For a while in the early 1900s, everything seemed to be going well in Russia. Unfortunately, this prosperity was built on an active volcano. The country was led by the willful, autocratic Czar, Nicholas II. Disturbed by Japanese expansion in the Far East, he plunged his ill-prepared country into a disastrous Russo-Japanese war. Badly defeated, unwilling to undertake real political reform, and unable to improve the conditions of many Russian workers, the Czarist government was then dragged into World War I.
Few investors, however, noticed these early signs of looming disaster.
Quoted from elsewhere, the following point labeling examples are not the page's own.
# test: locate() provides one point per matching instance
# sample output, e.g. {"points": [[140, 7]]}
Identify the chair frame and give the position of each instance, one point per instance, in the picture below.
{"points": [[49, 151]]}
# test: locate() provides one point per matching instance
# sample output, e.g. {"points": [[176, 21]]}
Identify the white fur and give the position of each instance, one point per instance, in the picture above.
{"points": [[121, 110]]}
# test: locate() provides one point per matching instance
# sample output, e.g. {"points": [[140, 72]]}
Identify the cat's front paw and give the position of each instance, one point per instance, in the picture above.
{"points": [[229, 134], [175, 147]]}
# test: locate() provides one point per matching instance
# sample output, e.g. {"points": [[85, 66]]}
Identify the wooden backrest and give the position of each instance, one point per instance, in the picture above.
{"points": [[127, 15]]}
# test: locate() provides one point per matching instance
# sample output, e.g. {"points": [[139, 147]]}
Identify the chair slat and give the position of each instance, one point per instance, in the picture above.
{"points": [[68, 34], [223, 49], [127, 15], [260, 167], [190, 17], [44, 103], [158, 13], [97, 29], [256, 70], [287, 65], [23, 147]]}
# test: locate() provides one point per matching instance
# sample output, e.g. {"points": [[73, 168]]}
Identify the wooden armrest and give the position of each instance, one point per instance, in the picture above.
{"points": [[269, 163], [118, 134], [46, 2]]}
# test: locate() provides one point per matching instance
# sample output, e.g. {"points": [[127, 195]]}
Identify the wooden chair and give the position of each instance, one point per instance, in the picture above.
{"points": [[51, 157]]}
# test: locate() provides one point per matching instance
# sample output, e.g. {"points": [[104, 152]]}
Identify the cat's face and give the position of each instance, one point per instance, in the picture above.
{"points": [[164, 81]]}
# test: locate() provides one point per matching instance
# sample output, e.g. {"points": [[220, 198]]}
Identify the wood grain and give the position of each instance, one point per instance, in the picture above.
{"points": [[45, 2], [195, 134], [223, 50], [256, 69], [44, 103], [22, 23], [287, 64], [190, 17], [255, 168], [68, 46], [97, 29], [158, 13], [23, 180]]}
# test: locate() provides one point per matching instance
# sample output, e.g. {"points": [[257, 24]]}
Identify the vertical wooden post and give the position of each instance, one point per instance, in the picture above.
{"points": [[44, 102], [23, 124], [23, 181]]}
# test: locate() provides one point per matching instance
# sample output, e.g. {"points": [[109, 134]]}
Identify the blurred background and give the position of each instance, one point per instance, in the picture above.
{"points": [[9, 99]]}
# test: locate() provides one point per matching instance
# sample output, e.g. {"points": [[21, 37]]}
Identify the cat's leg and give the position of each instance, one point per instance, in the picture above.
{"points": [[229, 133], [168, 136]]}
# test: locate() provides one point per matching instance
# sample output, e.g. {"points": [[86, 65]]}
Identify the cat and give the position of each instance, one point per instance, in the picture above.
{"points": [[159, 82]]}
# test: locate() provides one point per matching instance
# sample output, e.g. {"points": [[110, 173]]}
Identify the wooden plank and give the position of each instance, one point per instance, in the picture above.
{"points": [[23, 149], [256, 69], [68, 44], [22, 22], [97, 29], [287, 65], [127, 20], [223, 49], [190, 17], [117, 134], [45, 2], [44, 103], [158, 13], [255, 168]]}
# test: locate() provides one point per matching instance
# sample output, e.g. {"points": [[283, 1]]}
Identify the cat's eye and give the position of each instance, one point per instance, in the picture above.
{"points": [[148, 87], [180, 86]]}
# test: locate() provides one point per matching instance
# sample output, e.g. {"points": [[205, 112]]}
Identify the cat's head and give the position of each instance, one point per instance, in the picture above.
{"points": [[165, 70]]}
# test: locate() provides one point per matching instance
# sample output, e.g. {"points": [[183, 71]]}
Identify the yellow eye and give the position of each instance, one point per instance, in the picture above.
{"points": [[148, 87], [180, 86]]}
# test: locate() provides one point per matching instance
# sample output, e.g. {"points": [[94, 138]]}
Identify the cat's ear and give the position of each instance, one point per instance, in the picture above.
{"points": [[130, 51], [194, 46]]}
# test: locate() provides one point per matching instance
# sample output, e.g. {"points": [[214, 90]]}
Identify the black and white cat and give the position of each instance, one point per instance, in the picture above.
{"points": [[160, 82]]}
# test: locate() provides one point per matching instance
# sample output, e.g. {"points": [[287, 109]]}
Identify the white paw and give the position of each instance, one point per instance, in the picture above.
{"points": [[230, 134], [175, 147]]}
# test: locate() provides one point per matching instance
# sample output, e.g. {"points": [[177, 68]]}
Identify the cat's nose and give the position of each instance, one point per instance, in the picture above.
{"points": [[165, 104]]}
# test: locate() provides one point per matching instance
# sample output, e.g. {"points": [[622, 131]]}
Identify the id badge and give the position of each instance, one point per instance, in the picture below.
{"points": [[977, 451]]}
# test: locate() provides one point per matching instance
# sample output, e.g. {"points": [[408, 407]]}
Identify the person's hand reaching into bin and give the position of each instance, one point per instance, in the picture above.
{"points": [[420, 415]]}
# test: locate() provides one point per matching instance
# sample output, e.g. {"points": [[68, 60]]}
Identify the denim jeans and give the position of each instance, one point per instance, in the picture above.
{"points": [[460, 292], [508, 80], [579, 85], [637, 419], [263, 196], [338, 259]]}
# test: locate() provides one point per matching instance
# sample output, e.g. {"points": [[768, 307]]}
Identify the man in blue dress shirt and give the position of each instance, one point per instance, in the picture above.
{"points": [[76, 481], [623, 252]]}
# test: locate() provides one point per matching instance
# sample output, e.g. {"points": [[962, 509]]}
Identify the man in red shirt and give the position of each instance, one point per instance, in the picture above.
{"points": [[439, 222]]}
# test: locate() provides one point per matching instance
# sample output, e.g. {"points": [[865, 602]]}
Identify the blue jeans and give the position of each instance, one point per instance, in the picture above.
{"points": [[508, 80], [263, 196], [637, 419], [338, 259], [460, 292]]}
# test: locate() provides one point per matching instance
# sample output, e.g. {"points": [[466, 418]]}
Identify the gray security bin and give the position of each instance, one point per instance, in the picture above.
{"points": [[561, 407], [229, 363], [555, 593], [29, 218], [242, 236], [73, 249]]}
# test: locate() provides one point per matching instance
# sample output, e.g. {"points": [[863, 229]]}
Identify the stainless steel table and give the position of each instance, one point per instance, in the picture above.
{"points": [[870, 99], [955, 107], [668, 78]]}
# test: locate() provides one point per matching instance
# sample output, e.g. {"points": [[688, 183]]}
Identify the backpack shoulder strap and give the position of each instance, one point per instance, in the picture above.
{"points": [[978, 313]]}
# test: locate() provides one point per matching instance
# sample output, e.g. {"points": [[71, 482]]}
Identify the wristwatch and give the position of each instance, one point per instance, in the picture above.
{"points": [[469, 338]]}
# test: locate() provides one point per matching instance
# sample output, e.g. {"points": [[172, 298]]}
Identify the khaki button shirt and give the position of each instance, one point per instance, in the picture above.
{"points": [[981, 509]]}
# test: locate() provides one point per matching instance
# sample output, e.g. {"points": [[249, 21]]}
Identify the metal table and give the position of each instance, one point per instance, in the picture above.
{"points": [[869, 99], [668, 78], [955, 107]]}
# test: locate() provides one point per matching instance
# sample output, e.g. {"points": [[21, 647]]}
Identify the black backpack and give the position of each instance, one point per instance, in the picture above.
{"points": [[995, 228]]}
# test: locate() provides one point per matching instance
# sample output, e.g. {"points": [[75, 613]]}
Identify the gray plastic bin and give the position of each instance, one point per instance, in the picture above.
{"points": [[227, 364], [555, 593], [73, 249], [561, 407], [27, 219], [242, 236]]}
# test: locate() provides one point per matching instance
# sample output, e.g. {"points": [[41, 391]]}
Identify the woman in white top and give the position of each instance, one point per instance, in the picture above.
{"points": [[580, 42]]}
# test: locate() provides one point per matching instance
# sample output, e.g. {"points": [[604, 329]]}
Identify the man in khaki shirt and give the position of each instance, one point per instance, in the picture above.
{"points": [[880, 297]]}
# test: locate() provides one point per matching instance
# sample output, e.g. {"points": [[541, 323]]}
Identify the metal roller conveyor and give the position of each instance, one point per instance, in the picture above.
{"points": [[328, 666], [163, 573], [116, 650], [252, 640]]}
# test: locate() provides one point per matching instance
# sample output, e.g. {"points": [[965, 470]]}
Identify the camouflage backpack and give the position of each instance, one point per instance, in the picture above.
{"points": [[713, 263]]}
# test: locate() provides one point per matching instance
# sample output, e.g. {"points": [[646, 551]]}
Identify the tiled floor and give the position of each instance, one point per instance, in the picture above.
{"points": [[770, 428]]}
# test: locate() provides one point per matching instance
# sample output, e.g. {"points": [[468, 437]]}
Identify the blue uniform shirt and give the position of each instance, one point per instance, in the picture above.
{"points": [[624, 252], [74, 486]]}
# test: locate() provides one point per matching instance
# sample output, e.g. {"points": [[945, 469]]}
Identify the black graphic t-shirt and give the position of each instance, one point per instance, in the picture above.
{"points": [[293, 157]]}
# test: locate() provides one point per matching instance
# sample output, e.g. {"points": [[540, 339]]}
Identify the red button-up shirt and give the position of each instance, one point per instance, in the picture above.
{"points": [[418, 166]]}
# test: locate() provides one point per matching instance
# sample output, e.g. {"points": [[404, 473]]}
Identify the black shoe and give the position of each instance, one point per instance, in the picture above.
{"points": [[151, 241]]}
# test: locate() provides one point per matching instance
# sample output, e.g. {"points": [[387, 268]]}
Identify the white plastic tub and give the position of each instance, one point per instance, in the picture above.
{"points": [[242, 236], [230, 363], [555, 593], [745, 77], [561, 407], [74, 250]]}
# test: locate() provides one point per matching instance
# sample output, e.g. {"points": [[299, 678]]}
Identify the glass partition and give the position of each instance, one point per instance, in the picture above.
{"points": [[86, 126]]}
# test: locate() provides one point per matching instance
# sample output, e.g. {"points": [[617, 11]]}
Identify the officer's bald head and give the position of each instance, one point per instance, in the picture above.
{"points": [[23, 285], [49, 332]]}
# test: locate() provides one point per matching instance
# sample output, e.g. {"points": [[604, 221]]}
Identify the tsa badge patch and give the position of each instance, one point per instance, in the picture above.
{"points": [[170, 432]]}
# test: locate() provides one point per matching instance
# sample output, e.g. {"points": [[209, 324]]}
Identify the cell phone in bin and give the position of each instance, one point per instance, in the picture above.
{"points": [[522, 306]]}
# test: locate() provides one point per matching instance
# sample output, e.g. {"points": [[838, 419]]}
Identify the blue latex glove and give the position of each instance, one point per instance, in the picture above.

In his book, The Global Bankers, Professor Roy Smith described the mentality of investors at the time:
Investors saw foreign bonds as an easy way to earn a much higher return on their investments than they could make on comparably rated U.S. bonds....Few had any idea of the resources or the capability of the borrowers to repay the loans or of the social and political conditions in the countries involved.
The math was simple for these investors. The Russian five-year gold bonds yielded 6.75 percent compared with a yield of approximately six percent on Britain's bonds of similar maturity. The extra three-quarters of a percent interest appeared to make the risk worthwhile. Who could imagine that a large country like Russia, with its vast natural resources and huge gold reserves, could ever default on its debt!
History was about to teach investors an expensive lesson. Russia's poorly-organized involvement in World War I led to many humiliating defeats. In March 1917, the Bolsheviks, led by the master politician, Lenin, quickly seized the opportunity provided by the resulting chaos. In November, the first communist state in the world was established. Shortly after taking power, the Soviet government repudiated all international debt obligations and nationalized foreign companies without compensation. This was thrifty internal politics for Russia owed foreign governments and investors 13.8 billion rubles (US$7.1 billion) at the time. (Had investors put their money in a 6 percent interest account in the United States, these investments would now be worth US$700 billion.)